This short walkthrough demonstrates how to generate a random TE landscape and how to simulate Illumina paired-end reads for this landscape.
We simulate 1000 TE insertions in a population of N=100 haploid genomes. The TE insertions have a random position, family, strand and population frequency (between a range of 0.1 and 0.9). Finally we simulate Illumina paired-end data for a pooled population (Pool-Seq).
first we generate a pgd-file, i.e. a description of the TE landscape using our DSL (for details see https://sourceforge.net/p/simulates/wiki/Home/#manual)
python define-landscape_random-insertions-freq-range.py --chassis chasis1M.fasta --te-seqs teseq-clean-ml100noS4.fasta --insert-count 1000 --min-freq 0.1 --max-freq 0.9 --min-distance 500 --N 100 --output mylandscape.pgd
Note: we use a minimum distance of 500 between adjacent TE insertions
based on the pgd-file we generate the population genome
python build-population-genome.py --pgd mylandscape.pgd --te-seqs teseq-clean-ml100noS4.fasta --chassis chasis1M.fasta --output mylandscape.pg
We simulate 100.000 Illumina paired-end reads, with a read length of 100bp, an inner distance of 100bp, a standard deviation of the inner distance of 20 and an error rate of 15
python read_pool-seq_illumina-PE.py --pg mylandscape.pg --read-length 100 --inner-distance 100 --std-dev 20 --error-rate 0.01 --reads 100000 --fastq1 reads_1.fastq --fastq2 reads_2.fastq
The obtained reads may be used as input for tools identifying TE insertions using Illumina data, such as PoPoolationTE2 or TEMP.
The reads may be used to i) validate tools for TE identification and ii) test whether a given tool is suitable for TE identification in a species of interest (a particular set of genomic resources).
An example, demonstrating TE identification with the simulated reads, can be found here: [Validation_Pop2]
Next we show how to generate a custom TE landscape and simulate PacBio reads for this landscape.

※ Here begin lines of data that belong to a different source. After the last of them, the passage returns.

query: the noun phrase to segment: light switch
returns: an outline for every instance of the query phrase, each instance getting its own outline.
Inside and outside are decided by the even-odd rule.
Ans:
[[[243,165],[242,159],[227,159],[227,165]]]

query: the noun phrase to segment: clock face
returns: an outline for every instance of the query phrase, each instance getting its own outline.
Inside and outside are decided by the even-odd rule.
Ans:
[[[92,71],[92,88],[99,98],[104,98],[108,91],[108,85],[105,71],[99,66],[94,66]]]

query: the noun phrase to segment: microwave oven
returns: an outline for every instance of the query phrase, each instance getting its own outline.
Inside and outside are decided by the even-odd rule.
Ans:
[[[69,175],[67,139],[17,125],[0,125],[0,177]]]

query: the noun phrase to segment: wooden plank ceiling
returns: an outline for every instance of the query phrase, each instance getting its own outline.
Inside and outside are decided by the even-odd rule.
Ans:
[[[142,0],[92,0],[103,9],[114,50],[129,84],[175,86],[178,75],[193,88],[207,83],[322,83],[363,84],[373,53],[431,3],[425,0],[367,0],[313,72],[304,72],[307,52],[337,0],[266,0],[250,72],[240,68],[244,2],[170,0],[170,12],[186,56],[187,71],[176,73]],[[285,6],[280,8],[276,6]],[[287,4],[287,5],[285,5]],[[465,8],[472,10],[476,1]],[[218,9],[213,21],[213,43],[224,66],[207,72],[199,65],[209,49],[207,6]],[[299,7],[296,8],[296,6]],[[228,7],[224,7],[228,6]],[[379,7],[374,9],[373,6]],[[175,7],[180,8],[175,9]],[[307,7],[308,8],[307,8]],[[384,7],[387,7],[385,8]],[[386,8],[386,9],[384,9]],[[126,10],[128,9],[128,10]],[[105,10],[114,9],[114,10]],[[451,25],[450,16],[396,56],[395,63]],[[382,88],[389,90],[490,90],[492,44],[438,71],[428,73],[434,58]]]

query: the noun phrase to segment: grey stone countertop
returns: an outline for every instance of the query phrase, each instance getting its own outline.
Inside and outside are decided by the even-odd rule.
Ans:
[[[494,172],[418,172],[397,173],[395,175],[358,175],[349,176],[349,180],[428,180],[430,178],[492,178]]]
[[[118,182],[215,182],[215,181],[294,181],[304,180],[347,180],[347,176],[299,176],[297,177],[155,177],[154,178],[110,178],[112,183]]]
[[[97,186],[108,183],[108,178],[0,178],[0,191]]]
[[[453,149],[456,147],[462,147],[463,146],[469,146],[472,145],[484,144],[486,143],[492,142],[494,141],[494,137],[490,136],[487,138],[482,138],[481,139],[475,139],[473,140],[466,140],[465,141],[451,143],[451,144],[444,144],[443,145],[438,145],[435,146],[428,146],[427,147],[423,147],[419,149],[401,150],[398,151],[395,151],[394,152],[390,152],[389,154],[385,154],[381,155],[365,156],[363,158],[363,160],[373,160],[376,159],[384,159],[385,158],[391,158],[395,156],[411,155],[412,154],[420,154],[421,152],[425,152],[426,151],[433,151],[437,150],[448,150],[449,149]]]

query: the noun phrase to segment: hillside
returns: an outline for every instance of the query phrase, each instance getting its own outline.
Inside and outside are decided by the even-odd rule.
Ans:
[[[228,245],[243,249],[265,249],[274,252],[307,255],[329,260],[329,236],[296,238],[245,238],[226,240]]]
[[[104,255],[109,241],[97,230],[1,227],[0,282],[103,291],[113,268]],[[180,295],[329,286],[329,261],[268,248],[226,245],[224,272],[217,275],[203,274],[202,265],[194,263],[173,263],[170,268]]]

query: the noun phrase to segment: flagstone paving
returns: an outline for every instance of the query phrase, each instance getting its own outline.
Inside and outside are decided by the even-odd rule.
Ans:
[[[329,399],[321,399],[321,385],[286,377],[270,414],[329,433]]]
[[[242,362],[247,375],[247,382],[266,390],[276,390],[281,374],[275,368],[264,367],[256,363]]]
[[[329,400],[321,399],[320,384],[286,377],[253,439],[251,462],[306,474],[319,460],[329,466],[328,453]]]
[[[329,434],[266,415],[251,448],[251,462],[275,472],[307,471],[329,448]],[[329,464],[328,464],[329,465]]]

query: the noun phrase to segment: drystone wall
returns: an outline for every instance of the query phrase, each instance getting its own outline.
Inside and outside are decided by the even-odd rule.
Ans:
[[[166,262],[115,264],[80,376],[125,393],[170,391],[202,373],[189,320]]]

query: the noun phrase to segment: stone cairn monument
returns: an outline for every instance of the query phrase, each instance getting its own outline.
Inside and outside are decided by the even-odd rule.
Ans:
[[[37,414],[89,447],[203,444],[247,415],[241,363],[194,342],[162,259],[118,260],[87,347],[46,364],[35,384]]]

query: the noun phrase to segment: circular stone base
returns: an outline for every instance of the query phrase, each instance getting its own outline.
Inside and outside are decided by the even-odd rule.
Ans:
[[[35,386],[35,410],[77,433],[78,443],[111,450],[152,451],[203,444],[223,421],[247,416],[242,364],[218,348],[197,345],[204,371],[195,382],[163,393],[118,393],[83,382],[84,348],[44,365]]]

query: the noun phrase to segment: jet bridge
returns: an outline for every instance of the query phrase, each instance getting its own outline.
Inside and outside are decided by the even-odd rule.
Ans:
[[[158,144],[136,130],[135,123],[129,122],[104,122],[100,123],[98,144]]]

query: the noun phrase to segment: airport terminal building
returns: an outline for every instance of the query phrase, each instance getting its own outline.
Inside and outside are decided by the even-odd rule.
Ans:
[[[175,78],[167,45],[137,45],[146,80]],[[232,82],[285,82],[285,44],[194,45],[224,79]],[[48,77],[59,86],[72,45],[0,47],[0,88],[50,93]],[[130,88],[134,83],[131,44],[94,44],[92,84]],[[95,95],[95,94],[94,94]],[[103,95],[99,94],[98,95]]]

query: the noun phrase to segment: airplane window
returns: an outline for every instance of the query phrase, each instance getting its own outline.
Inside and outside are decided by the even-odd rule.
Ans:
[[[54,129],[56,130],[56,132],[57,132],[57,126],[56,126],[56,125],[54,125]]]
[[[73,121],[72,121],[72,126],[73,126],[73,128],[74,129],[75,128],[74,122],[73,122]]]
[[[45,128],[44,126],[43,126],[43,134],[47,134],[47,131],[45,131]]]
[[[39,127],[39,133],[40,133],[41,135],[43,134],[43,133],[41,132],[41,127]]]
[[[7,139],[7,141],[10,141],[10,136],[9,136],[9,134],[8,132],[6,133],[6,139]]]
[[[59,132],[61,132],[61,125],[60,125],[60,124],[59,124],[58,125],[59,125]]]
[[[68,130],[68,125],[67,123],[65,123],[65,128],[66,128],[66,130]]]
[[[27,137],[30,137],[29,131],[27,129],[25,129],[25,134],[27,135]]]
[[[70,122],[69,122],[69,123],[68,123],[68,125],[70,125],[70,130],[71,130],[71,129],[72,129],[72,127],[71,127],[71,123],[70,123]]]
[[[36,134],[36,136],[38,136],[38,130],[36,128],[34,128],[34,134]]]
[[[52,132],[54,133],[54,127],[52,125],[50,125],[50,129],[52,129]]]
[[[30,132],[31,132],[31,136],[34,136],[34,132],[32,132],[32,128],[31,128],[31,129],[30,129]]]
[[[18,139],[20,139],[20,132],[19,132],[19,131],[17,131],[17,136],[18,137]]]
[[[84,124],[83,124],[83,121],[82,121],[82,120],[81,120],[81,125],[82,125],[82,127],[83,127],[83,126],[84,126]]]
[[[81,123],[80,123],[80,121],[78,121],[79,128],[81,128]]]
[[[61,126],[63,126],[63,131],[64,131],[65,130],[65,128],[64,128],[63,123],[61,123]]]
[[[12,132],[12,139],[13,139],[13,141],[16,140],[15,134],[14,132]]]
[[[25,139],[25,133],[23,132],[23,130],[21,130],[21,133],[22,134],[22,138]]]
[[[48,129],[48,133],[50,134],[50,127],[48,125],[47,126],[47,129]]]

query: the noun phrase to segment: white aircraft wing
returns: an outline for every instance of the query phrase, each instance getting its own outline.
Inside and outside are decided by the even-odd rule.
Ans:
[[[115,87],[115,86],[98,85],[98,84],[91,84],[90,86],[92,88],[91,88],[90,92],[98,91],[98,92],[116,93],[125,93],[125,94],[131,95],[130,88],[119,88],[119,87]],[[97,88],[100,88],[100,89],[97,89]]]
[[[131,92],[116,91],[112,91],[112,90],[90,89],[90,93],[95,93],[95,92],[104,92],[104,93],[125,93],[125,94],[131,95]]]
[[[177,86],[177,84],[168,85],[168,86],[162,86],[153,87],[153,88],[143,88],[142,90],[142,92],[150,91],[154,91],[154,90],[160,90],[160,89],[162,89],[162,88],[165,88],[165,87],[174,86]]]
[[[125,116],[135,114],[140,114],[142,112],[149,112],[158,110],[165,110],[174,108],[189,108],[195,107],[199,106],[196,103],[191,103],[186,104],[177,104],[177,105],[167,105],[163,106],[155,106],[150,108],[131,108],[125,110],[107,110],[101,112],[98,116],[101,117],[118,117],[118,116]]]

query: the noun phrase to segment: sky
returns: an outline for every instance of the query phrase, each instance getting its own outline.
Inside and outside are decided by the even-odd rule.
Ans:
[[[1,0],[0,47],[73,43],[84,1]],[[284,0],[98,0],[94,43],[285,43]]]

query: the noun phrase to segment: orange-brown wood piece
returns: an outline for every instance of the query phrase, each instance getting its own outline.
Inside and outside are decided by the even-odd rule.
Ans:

We simulate 5 TE insertions in a population of N=100 haploid genomes. The TE insertions have a random position. We manually specifiy the family the strand and the population frequency. Finally we simulate PacBio reads sequencing all individuals separately (assuming a diploid organism).
First we generate an empty pgd-file where we manually fill in the details for the TE insertions.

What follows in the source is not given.